El tercer Molina de la saga tiene la mirada puesta en el futuro: las nuevas tecnologías y técnicas que requiere actualmente un sector tan meticuloso y como lo es el vitivinícola. Su padre está al lado, como su tío y demás familia. Pero la bodega destila el aroma de la madurez.

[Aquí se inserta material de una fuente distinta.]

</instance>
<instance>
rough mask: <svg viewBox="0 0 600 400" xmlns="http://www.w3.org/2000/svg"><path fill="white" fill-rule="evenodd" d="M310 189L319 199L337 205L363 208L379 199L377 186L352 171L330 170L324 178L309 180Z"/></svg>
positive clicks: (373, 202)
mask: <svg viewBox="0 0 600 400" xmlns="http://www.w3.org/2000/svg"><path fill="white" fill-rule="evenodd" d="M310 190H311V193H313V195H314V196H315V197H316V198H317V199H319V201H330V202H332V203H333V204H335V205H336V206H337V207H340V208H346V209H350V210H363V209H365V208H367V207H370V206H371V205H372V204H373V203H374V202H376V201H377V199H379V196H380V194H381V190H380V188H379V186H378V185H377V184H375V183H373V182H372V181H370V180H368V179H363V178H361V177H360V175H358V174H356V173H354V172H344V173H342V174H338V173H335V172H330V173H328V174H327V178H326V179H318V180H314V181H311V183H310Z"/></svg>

Esa vieja bodega fue refugio de amigos y vecinos de Carolinas Altas y de otros barrios para hablar, discutir y beber vino o vermú en la trastienda hasta casi llegada o pasada la noche: una sacristía, vamos; no para guardar los vinos más preciados, sino ser punto de encuentro de amigos, vecinos y rivales conciliables con la palabra. Citas informales y de confesiones.

El vino, con determinada moderación, ofrece a sus bebedores cierta paz y disposición a un diálogo fluido y generoso. El templo de los Molina sigue a salvo. La tradición continúa.